Idem pour Bruno Le Maire. Déjà l’on avait appris qu’il prenait des cours de théâtre avec un coach, pour travailler son charisme. Et son entrée en campagne est traitée à l’aune du plan com’ qu’il va déployer dans les jours qui viennent. Un plan d’une originalité confondante: un livre, une déclaration, des passages télé au 20h, BFMTV et au Grand journal de Canal Plus (ce qui est déjà un choix qui acte d’une communication datée, car le Grand journal est lui-même un produit mort en ce qu’il n’est plus prescripteur). En clair, Le Maire fait aussi dans le cosmétique, qui tente de se fabriquer une stature présidentielle en recourant à une communication vue, revue et jamais corrigée.
Des Français qui ne sont plus dupes
Or, nous changeons d’époque. Nous entrons dans un temps où il n’est plus possible de limiter le champ de la communication politique, essence du politique, à la cosmétique. Pourquoi? Parce qu’aujourd’hui les Français sont devenus des experts en communication politique. Ils voient tout. Savent tout. Parce qu’on leur décrypte tout. De plus en plus, il leur est dit ce que l’on ne leur disait pas auparavant (cf Mélenchon-Valls). La phénoménologie de la communication politique est partagée comme jamais elle ne l’a été. La révolution numérique a servi, aussi, à cela.

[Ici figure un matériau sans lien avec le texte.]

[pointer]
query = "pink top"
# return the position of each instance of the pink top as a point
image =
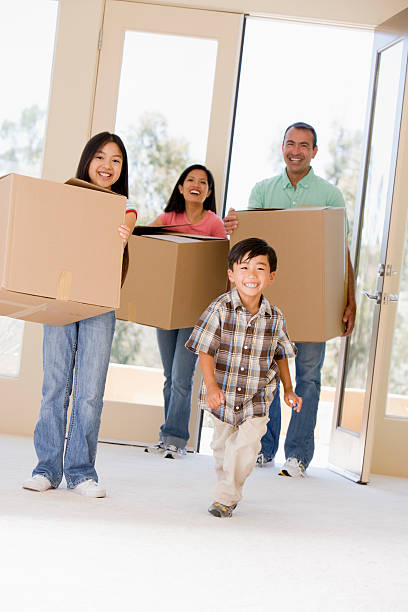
(210, 224)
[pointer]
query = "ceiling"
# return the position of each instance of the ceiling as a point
(369, 13)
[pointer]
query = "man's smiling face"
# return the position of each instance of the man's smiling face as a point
(298, 151)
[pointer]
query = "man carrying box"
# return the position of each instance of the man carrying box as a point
(298, 186)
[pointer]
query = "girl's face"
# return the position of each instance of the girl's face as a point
(106, 166)
(195, 187)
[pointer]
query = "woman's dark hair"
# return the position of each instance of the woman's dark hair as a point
(176, 201)
(122, 184)
(94, 145)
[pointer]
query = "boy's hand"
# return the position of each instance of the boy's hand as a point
(214, 397)
(124, 233)
(230, 221)
(292, 400)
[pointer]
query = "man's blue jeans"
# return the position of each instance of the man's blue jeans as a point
(178, 365)
(299, 441)
(84, 347)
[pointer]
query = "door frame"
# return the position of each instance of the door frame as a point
(351, 453)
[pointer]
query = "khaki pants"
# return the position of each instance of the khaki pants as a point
(235, 451)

Signe des temps, le succès d’estime de la série Baron noir porte la marque de cette mutation. Le feuilleton montre ce qu’il en est de la réalité politique, auscultée au plus près des ambitions humaines. Les coups tordus entre socialistes. Les alliances d’un jour défaites le lendemain. Les postures démenties par les actes. Les mensonges. Les manipulations d’âmes fragiles. Le tout souvent au service du bien commun, paradoxe du politique. Jamais une fiction télévisée n’était allée aussi loin.

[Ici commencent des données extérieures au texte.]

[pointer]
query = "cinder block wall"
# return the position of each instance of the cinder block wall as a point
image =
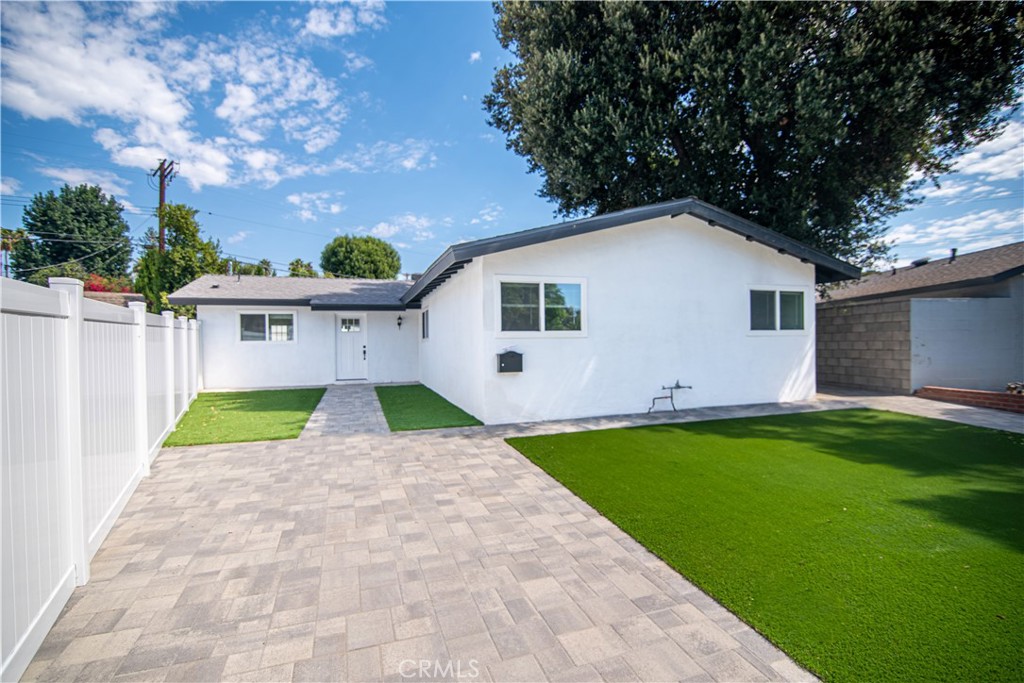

Quand on pense qu’il y a deux ans à peine, France 2 livrait, avec Les Hommes de l’ombre, une fiction politique paresseuse en mode Derrick, mettant en scène un pays imaginaire, avec des politiques sans identité définie, on mesure le chemin parcouru. Baron noir met en scène des socialistes et des Républicains, en France, en 2015. La série de Canal Plus est importante, malgré ses imperfections notables, parce qu’elle acte que désormais le décryptage du fonctionnement vrai de la politique est permanent. Y compris dans et par la fiction.
Décryptage permanent
Signe des temps encore, voici que France 2 annonce que désormais dans le magazine 13h15 du samedi, des comédiens joueront, dans des scènes reconstituées, les rôles des politiques impliqués dans la campagne présidentielle. Objectif: donner corps à cette partie de la politique inaccessible aux regards profanes. Baron Noir pour de vrai. L’information fictionnée au service du décryptage qui dit le vrai, nous y sommes.

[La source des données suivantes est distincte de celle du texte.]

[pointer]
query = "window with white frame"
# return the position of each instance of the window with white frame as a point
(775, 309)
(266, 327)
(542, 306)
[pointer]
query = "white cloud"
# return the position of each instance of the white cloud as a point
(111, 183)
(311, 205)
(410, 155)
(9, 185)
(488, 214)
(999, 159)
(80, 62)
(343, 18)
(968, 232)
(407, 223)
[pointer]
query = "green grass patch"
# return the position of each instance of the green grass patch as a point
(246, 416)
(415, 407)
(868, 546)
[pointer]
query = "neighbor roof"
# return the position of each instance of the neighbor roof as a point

Ce mouvement en phase d’accélération va dominer la campagne présidentielle qui s’ouvre en vue de 2017. Ce sera la campagne du décryptage permanent. Autrement dit, gare à celui qui produira un visible entrant en contradiction avec le lisible.
C’est que l’électeur aussi a changé. C’est désormais un « SPF », un sans parti fixe. L’électeur moderne est un sentimental, volatile, volage, en recherche d’authenticité et de vérité. C’est un phénomène que décrit fort bien la sociologue du CEVIPOF Anne Muxel : « Largement autonome, l’individu est aujourd’hui plus enclin à suivre ses affects, ses émotions, ses sentiments. Et à se libérer des carcans qui autrefois l’enfermaient et le poussaient à demeurer toute sa vie du même bord politique, à voter toujours pour le même parti. Les individus sont aujourd’hui moins rigides, plus ouverts, plus sensibles. Nous vivons dans une démocratie du sensible qui influe non seulement sur le rapport des individus à la politique mais aussi, du côté des élus, sur la manière de gouverner. Sans oublier les médias qui jouent à fond de la mise en scène des affects et des émotions. »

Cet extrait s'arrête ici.